Sonntag, 15. April 2007

Geschenkte, gekaufte und geklaute Bilder

Meine letzte Kamera war eine Ikarex Spiegelreflex, die irgendwann Mitte der achtziger Jahre beim Gebrauchtkamerahändler landete, nachdem mir die Knipserei zunehmend beim Schreiben in die Quere kam. Die Suche nach dem idealen Bild trübte meine Wahrnehmung vor Ort so sehr, daß später daheim das Schreiben darunter litt. Zwanzig Jahre später erstand ich letzten Sommer auf eigene Kosten dann doch eine kleine, einfache Digicam, weil ich immer öfter Lust verspürte, im „freundin“-Blog mit Bildern herumzuspielen.

Seitdem habe ich das Fotografieren oder vielmehr das Einfrieren unscharfer, ungeblitzter Momente zunehmend zu schätzen gelernt. Und nicht nur ich.

So gab es den einen oder anderen Blog, der meine bei Flickr mit einer CC-Lizenz veröffentlichten Bilder übernahm.

Dann gab es die erste Anfrage von einer Architekturzeitschrift, die mein Bild des Berliner Holocaust-Mahnmals abdrucken wollte.

Zuletzt kaufte das Medienfachmagazin „InSight“ die Kummer-Serie für die kommende Mai-Ausgabe an.

Um so erstaunter war ich, als Marc mich heute darauf hinwies, daß gerade eben ein anderes meiner Bilder auf einer kommerziellen Website ohne Genehmigung, Urheberangabe (und natürlich ohne Honorierung) veröffentlicht wurde – also in eindeutiger Verletzung meiner CC-Lizenzvereinbarung.

Von einem Medienunternehmen, das einen Jahresumsatz von 704 Millionen Euro hat. Und mit dem ich lustigerweise gerade in anderer Angelegenheit prozessiere, wobei mir deren Anwälte entrüstet schrieben: „Ihre Unterstellung bezüglich einer angeblichen Bereicherungsabsicht unserer Mandantin weisen wir als unberechtigt zurück.“ Und lassen sich einen Tag später beim Bilderklauen erwischen.

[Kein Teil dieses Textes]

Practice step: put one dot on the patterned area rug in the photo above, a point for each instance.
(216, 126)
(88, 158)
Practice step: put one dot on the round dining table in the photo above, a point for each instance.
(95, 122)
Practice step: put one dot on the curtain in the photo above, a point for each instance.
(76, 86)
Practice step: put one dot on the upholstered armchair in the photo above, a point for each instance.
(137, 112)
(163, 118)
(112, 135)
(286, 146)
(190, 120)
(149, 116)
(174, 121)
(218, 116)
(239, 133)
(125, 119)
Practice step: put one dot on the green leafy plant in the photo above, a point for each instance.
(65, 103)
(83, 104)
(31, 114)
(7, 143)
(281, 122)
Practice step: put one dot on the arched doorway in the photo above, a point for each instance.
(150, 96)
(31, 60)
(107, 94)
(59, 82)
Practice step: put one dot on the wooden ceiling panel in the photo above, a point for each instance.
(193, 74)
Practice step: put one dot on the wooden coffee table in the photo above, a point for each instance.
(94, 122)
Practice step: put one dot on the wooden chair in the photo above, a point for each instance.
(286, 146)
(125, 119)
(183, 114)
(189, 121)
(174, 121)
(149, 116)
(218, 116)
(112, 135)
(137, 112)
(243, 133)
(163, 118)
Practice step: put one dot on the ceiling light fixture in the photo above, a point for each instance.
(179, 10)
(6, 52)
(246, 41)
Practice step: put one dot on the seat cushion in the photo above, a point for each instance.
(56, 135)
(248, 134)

Morgen Sonntag nachmittag mehr dazu.

Samstag, 31. März 2007

Problembär? Ne, schlimmer: Kummerknut!

Wie oft kann man ein Bärenfell noch teilen? Auf der nach unten offenen Vermarktungsskala wird jetzt Tom Kummer, Ihr erinnert Euch: der Dieb & Betrüger, auf Knut losgelassen und darf im Auftrag des Heyne Verlags cute Knut ein ganzes Buch lang interviewen.

(Fotos: BMU, Dorin Popa)

Freitag, 30. März 2007

Münchner Kummerspiele

Tom Kummer, obwohl Schweizer nun mal Deutschlands bekanntester redaktioneller Dieb und Betrüger war in der Stadt. Anläßlich des Erscheinens seiner Autobiografie „Blow up“ im Münchner Blumenbar-Verlag gastierte er in der Nachtlinie der Kammerspiele. Vorgestern hatte mir die Pressestelle noch eine Pressekarte angeboten, aber offenbar hatte ihnen meine Vorankündigung nicht gefallen. Zumindest stand ich nicht auf der Gästeliste.Also neun Euro gelöhnt und damit hoffentlich nicht nur die städtischen Bühnen unterstützt, sondern auch zur Resozialisierung Kummers beigetragen. Eintrittskarte gab es dafür nicht, nur einen Stempelabdruck. Mal sehen, ob das Finanzamt meinen Eigenbeleg mit diesem Beweisbild als absetzbare Arbeitskosten akzeptiert.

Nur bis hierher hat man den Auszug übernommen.